La plática que tuvimos anoche, aunque corta, me ha dado mucho en qué pensar.

— No. Es todo tuyo — respondo, empujando su objetivo con el dorso de mi mano y haciendo que éste se deslice por la cubierta de la mesa.

No he olvidado las ganas de acabar con Darnell que aquel día tuve que sofocar por miedo a ser arrestado, de no haber sido así, lo hubiese asesinado al igual que él lo hizo con mi amigo. Porque nadie me quita de la cabeza que aquello no fue un accidente, sino un homicidio y, creo que tengo la manera de vengarme y de desquitar toda la rabia que aún siento.

— Esa cara de nuevo. ¿En qué piensas ahora?

— ¡¡Logan!! — otra vez Colleman. Qué maldita manía la suya de interrumpir las cosas preponderantes — ¡¡Tienes visitas!!

Mi compañero y yo nos dedicamos una mirada de soslayo.

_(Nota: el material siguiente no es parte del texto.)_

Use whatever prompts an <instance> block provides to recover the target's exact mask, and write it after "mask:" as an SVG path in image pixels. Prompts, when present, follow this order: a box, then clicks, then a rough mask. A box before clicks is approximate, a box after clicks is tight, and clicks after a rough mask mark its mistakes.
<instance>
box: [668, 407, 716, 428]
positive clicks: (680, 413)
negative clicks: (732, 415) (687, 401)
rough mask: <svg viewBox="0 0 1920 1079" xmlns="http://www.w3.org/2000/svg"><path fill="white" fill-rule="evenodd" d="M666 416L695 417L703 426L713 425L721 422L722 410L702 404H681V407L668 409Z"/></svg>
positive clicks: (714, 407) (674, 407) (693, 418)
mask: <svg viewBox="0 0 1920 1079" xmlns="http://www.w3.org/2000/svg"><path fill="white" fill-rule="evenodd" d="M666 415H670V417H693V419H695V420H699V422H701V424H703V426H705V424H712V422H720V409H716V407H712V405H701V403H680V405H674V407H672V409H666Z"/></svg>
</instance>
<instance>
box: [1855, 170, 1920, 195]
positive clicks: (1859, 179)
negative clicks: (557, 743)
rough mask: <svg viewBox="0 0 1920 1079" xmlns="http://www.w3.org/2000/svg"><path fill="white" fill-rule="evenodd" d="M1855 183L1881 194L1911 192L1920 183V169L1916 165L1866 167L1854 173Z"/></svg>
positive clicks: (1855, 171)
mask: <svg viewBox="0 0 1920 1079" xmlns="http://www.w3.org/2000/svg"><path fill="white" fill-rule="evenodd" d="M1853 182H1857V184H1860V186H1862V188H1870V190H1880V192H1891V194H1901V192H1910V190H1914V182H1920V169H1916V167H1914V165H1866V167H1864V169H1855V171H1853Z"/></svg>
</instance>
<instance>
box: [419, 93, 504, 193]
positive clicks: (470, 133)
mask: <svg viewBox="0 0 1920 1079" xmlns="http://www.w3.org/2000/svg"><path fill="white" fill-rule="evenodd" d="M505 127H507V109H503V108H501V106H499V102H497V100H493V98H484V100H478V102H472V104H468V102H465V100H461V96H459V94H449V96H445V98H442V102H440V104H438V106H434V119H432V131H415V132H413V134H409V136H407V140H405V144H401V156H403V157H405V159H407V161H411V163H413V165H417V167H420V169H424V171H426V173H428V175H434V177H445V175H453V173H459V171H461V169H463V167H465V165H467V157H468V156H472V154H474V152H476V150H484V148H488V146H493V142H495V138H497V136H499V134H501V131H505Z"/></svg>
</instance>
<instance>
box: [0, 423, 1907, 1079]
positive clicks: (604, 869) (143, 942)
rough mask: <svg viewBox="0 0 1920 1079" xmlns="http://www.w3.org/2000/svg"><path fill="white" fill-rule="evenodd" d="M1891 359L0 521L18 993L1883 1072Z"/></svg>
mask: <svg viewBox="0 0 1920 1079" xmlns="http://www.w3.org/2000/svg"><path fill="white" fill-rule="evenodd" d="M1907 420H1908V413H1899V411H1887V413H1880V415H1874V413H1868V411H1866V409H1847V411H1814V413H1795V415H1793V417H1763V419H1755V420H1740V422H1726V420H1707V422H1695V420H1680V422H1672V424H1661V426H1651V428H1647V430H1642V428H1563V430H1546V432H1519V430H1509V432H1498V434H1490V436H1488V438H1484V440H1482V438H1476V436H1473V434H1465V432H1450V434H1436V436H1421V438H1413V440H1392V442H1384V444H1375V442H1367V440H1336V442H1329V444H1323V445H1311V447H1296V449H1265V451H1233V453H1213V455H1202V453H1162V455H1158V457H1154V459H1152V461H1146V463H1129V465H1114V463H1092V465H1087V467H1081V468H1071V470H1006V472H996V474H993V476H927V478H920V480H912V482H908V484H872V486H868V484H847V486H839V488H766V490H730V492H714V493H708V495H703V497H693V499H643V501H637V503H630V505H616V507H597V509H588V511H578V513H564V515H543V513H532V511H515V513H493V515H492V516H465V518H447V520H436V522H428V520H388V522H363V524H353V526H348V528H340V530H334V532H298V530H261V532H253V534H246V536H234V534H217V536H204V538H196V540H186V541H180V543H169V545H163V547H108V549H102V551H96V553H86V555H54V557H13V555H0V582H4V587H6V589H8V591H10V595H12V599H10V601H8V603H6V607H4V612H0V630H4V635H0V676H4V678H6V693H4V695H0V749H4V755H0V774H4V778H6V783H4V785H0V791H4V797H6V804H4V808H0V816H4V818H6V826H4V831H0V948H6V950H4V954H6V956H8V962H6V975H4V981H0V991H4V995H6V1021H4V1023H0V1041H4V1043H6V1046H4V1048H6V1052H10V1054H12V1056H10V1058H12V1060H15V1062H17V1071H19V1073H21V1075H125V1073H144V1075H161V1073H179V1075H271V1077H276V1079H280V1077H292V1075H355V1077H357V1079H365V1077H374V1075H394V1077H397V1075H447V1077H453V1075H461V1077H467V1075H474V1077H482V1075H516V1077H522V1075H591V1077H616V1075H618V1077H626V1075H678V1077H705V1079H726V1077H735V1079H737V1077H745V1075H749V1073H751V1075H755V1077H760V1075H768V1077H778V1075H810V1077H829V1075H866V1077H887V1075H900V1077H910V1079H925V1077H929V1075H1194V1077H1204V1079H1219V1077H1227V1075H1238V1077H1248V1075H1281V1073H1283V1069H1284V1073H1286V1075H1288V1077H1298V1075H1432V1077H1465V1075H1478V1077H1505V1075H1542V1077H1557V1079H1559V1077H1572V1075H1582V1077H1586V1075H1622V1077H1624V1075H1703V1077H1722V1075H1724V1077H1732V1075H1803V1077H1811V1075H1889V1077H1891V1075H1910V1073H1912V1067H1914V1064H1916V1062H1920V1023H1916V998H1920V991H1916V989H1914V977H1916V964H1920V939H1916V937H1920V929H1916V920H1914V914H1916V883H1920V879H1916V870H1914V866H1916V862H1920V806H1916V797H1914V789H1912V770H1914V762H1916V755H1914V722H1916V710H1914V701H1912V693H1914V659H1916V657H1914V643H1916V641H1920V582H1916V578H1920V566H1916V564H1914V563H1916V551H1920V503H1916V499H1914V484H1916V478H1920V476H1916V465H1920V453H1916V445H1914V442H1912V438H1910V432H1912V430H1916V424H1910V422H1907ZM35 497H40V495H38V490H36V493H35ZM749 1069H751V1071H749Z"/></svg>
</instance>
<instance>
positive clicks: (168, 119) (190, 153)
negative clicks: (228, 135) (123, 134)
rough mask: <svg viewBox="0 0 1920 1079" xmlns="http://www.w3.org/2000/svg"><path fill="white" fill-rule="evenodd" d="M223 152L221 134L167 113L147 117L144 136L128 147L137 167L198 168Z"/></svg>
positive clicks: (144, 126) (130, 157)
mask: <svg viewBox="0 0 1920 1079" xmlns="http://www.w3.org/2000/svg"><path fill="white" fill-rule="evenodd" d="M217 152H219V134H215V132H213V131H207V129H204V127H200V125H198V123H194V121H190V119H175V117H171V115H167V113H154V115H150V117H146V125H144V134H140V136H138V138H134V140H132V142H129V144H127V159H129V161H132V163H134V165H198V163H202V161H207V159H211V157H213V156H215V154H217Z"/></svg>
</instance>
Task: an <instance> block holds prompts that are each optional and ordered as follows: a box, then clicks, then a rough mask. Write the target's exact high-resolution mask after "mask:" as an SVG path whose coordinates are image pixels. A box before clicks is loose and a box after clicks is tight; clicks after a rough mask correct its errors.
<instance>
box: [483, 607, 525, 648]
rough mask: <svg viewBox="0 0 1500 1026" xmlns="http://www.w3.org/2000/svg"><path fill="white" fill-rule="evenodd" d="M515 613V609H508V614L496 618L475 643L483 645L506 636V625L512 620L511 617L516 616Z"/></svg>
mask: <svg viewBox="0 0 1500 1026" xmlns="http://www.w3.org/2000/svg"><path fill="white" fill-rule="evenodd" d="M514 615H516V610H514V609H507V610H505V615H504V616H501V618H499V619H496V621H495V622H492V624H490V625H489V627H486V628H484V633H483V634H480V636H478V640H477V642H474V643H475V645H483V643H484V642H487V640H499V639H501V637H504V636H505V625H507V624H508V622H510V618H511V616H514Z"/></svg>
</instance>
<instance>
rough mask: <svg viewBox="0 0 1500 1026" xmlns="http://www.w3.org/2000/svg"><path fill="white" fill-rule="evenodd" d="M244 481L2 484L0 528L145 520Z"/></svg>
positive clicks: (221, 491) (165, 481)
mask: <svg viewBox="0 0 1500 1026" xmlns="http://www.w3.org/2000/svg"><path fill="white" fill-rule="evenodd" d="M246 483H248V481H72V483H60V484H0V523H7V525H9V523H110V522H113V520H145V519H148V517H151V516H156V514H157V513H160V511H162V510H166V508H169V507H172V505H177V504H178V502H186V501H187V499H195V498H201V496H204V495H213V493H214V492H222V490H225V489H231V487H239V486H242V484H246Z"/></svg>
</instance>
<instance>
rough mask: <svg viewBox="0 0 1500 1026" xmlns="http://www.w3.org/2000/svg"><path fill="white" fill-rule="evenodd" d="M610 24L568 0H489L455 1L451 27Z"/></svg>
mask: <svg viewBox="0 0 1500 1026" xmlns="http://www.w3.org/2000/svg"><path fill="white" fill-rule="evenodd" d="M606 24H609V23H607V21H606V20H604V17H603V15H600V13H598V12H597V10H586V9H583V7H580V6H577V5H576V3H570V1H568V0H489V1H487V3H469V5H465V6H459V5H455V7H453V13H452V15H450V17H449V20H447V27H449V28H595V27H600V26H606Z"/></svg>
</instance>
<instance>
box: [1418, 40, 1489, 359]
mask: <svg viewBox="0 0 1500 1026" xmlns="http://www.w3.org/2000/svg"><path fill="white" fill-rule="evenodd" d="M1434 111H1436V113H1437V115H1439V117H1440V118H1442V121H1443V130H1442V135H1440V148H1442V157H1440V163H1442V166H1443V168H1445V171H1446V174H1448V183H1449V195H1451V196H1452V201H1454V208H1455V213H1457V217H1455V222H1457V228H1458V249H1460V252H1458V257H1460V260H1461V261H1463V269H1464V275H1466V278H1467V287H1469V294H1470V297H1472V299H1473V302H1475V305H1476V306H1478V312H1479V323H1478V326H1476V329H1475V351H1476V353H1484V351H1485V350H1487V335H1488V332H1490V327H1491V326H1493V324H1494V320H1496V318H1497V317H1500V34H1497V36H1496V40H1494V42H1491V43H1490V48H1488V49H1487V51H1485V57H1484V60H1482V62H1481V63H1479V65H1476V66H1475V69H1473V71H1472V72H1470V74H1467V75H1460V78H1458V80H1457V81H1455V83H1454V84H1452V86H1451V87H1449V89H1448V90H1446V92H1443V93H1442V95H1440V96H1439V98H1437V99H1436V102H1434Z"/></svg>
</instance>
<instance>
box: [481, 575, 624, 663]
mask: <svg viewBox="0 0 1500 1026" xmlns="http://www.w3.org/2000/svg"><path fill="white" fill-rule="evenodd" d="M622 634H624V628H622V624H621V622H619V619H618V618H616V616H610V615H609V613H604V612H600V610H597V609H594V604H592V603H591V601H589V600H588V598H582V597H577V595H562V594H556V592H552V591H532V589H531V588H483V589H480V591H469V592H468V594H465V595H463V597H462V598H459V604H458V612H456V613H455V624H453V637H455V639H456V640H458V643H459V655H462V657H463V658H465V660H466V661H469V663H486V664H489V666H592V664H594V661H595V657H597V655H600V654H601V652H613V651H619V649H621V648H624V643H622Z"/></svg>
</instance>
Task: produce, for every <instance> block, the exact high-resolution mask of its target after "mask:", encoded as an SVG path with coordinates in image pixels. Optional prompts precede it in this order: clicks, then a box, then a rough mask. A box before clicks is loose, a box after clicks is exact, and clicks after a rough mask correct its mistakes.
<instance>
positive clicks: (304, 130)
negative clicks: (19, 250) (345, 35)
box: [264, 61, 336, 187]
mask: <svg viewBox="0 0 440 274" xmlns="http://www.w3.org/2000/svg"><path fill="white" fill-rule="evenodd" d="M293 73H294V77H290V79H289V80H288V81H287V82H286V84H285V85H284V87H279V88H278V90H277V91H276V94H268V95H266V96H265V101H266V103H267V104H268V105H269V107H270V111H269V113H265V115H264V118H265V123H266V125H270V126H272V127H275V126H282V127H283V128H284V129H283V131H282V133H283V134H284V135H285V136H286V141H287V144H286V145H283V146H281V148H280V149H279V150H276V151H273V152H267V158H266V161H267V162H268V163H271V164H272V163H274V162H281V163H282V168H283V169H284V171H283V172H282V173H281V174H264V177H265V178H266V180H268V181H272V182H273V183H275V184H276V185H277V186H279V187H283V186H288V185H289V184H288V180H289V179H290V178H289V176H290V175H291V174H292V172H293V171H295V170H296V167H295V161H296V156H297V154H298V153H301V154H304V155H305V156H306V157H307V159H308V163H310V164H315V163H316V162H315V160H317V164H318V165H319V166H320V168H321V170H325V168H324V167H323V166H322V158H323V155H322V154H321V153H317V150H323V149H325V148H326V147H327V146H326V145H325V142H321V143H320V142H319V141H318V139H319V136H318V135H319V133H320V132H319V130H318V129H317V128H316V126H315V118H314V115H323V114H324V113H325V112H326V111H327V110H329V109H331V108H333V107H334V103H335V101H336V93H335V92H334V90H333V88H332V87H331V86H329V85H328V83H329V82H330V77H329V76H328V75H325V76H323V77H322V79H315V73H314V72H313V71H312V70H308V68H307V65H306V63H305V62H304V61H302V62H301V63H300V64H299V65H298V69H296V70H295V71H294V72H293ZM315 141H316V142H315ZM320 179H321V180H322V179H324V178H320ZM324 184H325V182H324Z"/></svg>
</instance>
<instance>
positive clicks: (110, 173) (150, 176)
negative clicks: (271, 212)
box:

— ¿Tan temprano? — Un encogimiento de hombros es mi respuesta.

— Iré a ver quién es — digo, saliendo del comedor.

Mis pisadas marcan la orientación que siguiera ayer, cuando fuera a recibir a la Señora Rogers. Por otro lado, Colleman me hace retroceder.

— ¡Hey, tú! ¿A dónde vas? — inquiere, aguardando al lado opuesto del pasillo.

— Creí haber entendido que tengo una visita.

— Y así es. Pero no en los cubículos —Su ceño se frunce —. Eres un cabrón con una suerte que no mereces — murmura divertido y a la vez contrariado. La verdad es que aun no entiendo a qué se refiere —. Siempre me he preguntado si eres imbécil, o te haces. Tu visita es conyugal, Logan.